Development of technologies for large-scale knowledge-engineering in the Post-genomic era

Prof Stephen Muggleton,

Imperial College

Abstract

The biological sciences of a Post-Genomic era will need to construct knowledge-bases on an unprecedented scale. These knowledge-bases will not only describe properties and interactions of individual molecules but will also contain models of the way in which cells and organisms function. Relevant data on which to base such knowledge-bases is already available and expanding rapidly (eg. SCOP, Promotif, SwissProt, KEGG). Owing to the scale and rate of data generation, such knowledge-bases will require automatic construction and modification. Moreover, during the 21st century, it is already clear that computers will play an increasingly central role in supporting the fundamental formulation and testing of scientific hypotheses. This traditionally human activity will soon become unsustainable in the biological sciences if unaided by computers. This is not due to the scale of the data involved but because scientists will not be able to conceptualise the breadth and depth of the relationships within the relevant databases and knowledge-bases.

The automatic construction and testing of hypotheses and their eventual incorporation into accepted knowledge-bases will require an ability to handle incomplete, incorrect and imprecise information. For these purpose arguably two of the most relevant computational technologies are those of a) machine learning and b) uncertain reasoning. A number of successes (by the author and others) of machine learning applied to molecular biology will be described. Despite success in these applications the present state of the technologies involved urgently requires enhancement in order to handle the scale of the engineering task ahead. Both a) and b) above are dealt with by a variety of research communities using a wide array of approaches. These approaches are separated largely by differences in the underlying representation of the knowledge being learned and reasoned about (eg. Hidden Markov Models, Bayes' nets, decision trees and Logic Programs). Each formalism has representational advantages for particular tasks. However, large-scale applications, such as those found in Bioinformatics, tend to require a broad mix of these representations. This is not supplied by any one approach. One might imagine that an amalgam of representations could be used. However, such amalgams do not scale well because of the lack of uniformity of reasoning both about and within such systems.

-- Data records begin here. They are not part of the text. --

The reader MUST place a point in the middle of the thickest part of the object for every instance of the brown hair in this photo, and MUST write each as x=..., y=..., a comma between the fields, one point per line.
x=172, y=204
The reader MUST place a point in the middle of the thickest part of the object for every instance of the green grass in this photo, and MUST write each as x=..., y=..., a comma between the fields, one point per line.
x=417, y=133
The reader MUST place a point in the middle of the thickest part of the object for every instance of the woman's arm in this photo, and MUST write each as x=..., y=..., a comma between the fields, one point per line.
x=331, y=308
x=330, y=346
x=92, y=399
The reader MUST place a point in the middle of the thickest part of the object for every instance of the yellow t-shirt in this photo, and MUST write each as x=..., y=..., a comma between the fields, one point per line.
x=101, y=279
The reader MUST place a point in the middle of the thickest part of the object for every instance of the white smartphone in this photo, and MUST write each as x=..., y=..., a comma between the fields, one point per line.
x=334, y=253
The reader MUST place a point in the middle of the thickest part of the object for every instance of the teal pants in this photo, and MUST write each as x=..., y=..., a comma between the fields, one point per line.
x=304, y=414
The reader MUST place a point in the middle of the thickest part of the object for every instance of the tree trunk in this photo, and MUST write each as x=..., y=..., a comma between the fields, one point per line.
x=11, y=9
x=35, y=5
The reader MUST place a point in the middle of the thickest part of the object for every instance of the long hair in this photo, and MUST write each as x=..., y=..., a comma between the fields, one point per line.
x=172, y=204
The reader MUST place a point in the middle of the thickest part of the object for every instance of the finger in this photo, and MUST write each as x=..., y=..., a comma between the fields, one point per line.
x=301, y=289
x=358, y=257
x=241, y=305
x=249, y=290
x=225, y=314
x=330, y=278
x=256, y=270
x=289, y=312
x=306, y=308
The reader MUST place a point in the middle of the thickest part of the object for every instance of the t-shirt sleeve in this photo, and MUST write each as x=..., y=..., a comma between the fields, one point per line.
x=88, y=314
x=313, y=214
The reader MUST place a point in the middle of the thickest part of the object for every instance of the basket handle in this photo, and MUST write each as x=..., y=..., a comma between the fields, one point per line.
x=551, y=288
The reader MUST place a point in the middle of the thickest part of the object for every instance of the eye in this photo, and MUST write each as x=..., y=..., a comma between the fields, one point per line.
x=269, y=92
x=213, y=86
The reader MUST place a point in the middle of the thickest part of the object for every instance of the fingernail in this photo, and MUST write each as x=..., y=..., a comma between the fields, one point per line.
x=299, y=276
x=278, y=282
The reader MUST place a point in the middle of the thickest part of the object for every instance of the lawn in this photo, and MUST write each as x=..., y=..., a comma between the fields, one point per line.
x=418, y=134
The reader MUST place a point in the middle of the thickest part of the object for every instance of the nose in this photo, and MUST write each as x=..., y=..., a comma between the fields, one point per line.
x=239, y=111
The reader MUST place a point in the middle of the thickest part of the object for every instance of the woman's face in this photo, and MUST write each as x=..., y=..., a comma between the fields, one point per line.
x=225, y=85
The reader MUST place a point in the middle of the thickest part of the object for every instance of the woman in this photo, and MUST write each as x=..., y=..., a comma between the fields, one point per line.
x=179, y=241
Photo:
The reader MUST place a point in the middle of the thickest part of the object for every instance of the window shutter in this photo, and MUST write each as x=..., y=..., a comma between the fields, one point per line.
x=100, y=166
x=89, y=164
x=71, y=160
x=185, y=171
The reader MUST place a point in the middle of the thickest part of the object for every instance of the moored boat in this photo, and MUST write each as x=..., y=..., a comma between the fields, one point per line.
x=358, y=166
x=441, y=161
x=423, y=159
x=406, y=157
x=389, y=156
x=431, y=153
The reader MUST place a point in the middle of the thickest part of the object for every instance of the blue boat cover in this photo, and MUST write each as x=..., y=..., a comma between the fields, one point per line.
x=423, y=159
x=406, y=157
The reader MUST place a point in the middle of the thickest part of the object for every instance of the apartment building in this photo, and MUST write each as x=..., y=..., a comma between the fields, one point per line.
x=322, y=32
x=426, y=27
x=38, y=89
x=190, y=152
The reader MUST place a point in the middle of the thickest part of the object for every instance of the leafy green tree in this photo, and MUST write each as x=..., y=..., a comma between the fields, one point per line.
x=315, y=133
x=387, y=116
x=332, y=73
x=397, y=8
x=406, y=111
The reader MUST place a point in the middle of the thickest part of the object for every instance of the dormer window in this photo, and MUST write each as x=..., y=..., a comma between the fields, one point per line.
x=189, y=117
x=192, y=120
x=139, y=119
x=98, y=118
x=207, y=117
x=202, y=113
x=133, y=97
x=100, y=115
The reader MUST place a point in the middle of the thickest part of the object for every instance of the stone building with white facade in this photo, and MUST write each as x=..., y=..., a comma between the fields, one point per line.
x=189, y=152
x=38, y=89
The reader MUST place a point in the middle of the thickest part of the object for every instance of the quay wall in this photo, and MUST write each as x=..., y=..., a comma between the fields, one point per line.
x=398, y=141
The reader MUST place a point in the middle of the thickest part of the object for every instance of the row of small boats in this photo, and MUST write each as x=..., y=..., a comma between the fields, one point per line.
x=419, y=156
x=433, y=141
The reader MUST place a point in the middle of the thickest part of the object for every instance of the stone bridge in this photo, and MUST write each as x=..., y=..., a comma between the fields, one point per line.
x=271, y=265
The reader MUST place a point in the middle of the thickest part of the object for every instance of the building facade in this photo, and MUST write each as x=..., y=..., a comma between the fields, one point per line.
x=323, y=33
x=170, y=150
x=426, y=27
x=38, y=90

Means will be suggested for unifying some of the fundamental representations and techniques involved in machine learning and uncertainty reasoning with a view to broadening their application to large-scale modelling. The consequent techniques need to be implemented and applied to a series of problems drawn from the biological sciences. The techniques can also be expected to have more generic application. The resulting systems need to be incorporated into distributed web-based resources which will allow Machine Learning techniques to be used alongside prediction techniques already used by Bioinformaticists (eg. homology matching). Success of applications needs to be judged by broad-ranging performance measures of the developed systems.